De Oekraïense centrale bank zal niet langer geld printen voor de regering om daarmee de oorlog tegen Rusland te financieren. Die noodgreep aan het begin van de oorlog was "gevaarlijk", zegt gouverneur Andrey Pyshniy van de Nationale Bank van Oekraïne tegen de Financial Times.
Als centrale banken direct schulden opkopen van de regering om een begrotingstekort te financieren, vergroten ze het risico op extreem hoge inflatie doordat het vertrouwen in de nationale munt verslechtert. Maar de regering in Kyiv wilde aanvankelijk liever geen geld ophalen met belastingverhogingen of de uitgifte van obligaties bij private investeerders in Oekraïne. Daardoor was het ministerie van Financiën afhankelijk van de geldpers van de centrale bank.

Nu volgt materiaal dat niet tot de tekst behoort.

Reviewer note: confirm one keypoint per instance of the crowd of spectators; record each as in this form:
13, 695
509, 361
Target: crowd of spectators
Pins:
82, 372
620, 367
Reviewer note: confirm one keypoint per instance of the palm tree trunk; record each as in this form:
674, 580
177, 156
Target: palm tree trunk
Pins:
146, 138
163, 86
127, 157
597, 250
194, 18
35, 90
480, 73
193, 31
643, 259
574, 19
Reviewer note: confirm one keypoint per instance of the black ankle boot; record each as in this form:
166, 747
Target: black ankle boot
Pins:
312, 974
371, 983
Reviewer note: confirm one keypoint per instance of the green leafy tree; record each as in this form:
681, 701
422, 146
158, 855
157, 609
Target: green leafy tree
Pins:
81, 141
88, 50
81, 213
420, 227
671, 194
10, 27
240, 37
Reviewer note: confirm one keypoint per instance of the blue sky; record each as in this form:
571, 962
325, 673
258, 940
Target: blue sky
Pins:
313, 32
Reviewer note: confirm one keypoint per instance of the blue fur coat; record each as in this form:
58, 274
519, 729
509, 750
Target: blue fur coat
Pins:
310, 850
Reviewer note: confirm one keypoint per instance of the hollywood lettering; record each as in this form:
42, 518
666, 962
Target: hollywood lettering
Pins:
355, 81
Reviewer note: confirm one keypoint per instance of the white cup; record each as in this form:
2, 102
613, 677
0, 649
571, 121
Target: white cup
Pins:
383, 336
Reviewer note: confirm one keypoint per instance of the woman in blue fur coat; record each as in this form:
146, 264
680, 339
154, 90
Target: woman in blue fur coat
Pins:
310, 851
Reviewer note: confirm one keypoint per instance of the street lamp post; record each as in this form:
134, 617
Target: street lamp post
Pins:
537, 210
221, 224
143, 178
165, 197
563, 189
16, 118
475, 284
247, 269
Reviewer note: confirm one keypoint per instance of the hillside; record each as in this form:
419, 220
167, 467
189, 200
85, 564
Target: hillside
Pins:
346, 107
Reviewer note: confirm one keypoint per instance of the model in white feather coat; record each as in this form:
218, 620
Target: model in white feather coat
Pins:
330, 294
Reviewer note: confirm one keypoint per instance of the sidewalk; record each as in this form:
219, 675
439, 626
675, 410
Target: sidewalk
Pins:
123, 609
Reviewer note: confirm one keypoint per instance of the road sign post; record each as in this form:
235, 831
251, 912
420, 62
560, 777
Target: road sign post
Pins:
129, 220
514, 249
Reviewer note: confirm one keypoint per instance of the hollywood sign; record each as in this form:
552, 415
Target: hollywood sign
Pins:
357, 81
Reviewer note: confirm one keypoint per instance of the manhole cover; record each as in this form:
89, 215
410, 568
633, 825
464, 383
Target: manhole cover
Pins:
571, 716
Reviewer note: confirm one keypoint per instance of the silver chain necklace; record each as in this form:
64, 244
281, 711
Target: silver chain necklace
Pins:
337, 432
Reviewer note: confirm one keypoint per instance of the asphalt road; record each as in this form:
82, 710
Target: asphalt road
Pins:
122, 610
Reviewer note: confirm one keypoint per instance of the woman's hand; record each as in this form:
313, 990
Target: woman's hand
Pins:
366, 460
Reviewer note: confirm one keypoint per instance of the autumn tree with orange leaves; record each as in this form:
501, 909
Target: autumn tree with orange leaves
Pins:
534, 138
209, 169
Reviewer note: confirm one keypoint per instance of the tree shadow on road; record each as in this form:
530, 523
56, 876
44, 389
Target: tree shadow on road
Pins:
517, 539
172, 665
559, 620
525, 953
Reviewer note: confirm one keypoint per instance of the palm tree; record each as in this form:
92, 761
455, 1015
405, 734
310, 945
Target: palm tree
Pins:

Dat creëerde volgens Pyshniy "enorme risico's voor de macro-financiële stabiliteit". "Het was een snelle oplossing, maar erg gevaarlijk", zegt hij tegen de Britse zakenkrant. Het "open conflict" tussen de centrale bank en de regering is volgens hem nu opgelost.
Daarbij speelden ook de voorwaarden die het Internationaal Monetair Fonds (IMF) stelde aan een financieringspakket van zo'n 15,6 miljard dollar voor Oekraïne een grote rol. De organisatie eiste dat de Oekraïense overheidsfinanciën veel minder zouden steunen op hulp van de centrale bank. Afgelopen dinsdag maakte het IMF bekend dat er in principe een akkoord is over dat miljardenpakket voor Oekraïne.
Pyshniy had ook somberder nieuws over de Oekraïense economie. Die groeit volgens een nieuwe raming van de centrale bank dit jaar slechts 0,3 procent, na een krimp van 30 procent in 2022. Eerdere ramingen waren positiever, maar de Russische raketaanvallen op Oekraïense energienetwerken deze winter hebben de vooruitzichten verslechterd.